作文応募期間:平成30年7月15日~8月30日

焼却場をリメイクしたウサギ小屋

平成30年3月に、三重県志摩市にある小さな岬の小学校が閉校しました。この学校のある町は、フグと四角い灯台、昔から続く人形芝居というたくさんの宝物をもっています。この小学校の運動場の片隅に、ウサギ小屋があります。白いペンキで塗られた壁の上にウサギの絵が描かれ、1999年度卒業生という文字が残されています。私は、この子どもたちと、卒業制作としてウサギ小屋を作りました。このウサギ小屋は、学校の焼却炉の周りの囲いを使って作り直されたものです。以前、学校では、掃除の時間には焼却炉に当番の先生がいて、教室からごみ箱を持った子どもたちが来て、学校のごみは学校で焼却していました。私の家にも、庭に焼却用ドラム缶があり、家庭のごみは各家庭で燃やすのが当たり前でした。しかし、ダイオキシンのことが問題となり、だんだんごみを燃やせなくなっていきました。今となっては当たり前のことですが、当時、ごみ袋に入れて決まった日にごみを出すことや、指定されたごみ袋の値段(1袋100円)が高かったこともあり、ごみを捨てることがすごく大変に感じられました。学校で使われなくなった焼却炉は撤去され、周りのブロック塀だけが残っていました。その頃、ボロボロになったウサギ小屋と、穴を掘って脱走するウサギのことで6年生の子どもたちから心配の声が上がっていました。そこで、卒業制作としてウサギ小屋を作り直そうということになりました。PTA会長だった鉄工所のお父さんが、囲いの網を上手に付けてくれました。周りの壁は、子どもたちがペンキを塗って、ウサギの絵を描いて完成しました。

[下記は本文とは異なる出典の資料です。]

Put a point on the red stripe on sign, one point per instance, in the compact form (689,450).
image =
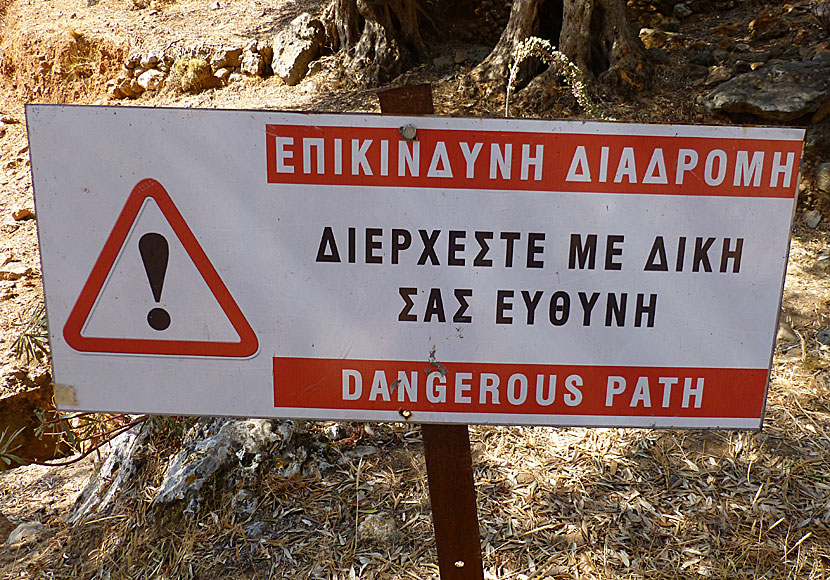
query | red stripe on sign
(554,162)
(528,389)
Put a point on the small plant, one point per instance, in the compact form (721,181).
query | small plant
(32,341)
(7,448)
(821,12)
(544,50)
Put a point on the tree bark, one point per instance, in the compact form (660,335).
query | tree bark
(594,34)
(379,38)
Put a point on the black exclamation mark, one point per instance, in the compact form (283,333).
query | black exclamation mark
(154,253)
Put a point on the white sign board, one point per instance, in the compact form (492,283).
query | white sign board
(253,263)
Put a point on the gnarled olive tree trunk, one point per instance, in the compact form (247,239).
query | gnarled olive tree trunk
(594,34)
(382,37)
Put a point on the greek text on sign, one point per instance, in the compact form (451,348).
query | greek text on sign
(486,271)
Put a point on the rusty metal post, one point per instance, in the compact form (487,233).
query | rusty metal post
(446,447)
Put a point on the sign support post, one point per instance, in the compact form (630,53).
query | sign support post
(446,447)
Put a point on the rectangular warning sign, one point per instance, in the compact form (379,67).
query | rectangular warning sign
(508,271)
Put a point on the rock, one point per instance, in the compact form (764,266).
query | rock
(21,410)
(785,333)
(442,62)
(225,58)
(822,262)
(6,528)
(194,74)
(659,55)
(116,471)
(266,49)
(23,213)
(812,218)
(378,529)
(214,445)
(24,531)
(150,80)
(15,271)
(682,10)
(124,86)
(660,39)
(823,176)
(337,431)
(223,74)
(361,451)
(479,53)
(296,46)
(704,58)
(148,61)
(718,74)
(252,64)
(767,26)
(780,92)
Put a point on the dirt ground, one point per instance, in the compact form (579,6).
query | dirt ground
(554,503)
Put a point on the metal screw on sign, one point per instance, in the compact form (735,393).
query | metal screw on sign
(409,132)
(446,447)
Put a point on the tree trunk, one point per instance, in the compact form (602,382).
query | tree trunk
(379,39)
(594,34)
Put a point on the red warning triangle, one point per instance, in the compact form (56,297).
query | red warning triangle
(150,188)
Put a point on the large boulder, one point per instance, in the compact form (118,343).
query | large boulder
(780,92)
(296,47)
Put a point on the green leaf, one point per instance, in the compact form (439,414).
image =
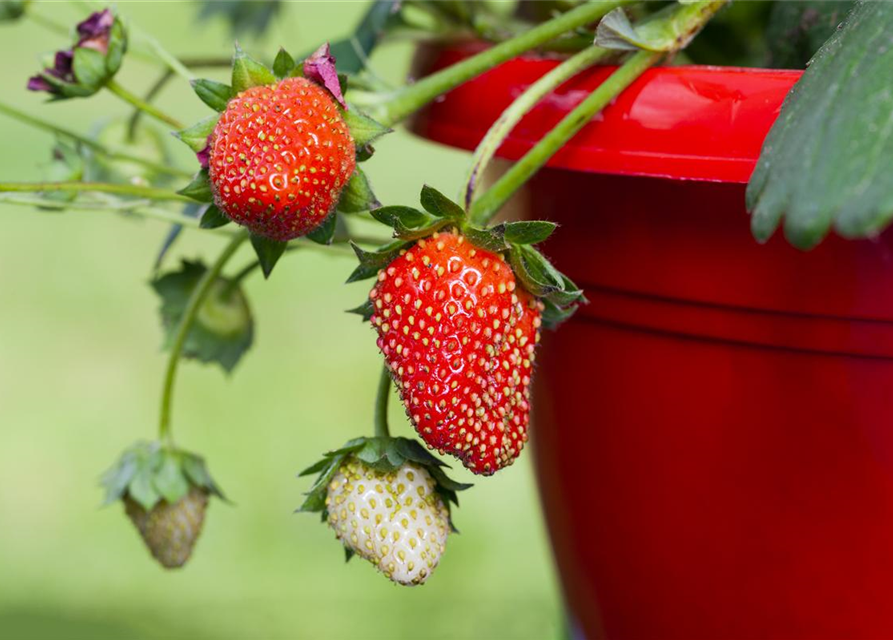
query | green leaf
(214,94)
(196,136)
(248,72)
(357,195)
(528,232)
(213,218)
(89,67)
(284,64)
(224,327)
(199,189)
(797,30)
(325,233)
(826,159)
(169,480)
(437,204)
(363,129)
(268,252)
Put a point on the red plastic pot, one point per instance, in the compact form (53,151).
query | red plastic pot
(714,432)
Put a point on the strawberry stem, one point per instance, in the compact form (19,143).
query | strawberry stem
(381,404)
(394,107)
(142,105)
(500,129)
(202,288)
(91,144)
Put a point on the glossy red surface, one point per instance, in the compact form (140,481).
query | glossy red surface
(704,123)
(713,434)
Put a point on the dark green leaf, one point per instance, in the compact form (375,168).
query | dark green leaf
(199,189)
(214,94)
(268,252)
(325,233)
(357,195)
(363,129)
(797,29)
(196,136)
(284,64)
(435,203)
(213,218)
(248,72)
(528,232)
(825,160)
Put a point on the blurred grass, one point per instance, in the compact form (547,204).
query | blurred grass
(80,373)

私は今、再びこの小学校で勤務することができ、閉校を見守ることができました。最後のウサギは、閉校の前年に亡くなりました。今の子どもたちは、誰一人学校の焼却炉のことなど知りません。あの頃あんなによく耳にしたダイオキシンという言葉も、自分の生活から遠くなってしまっているように感じます。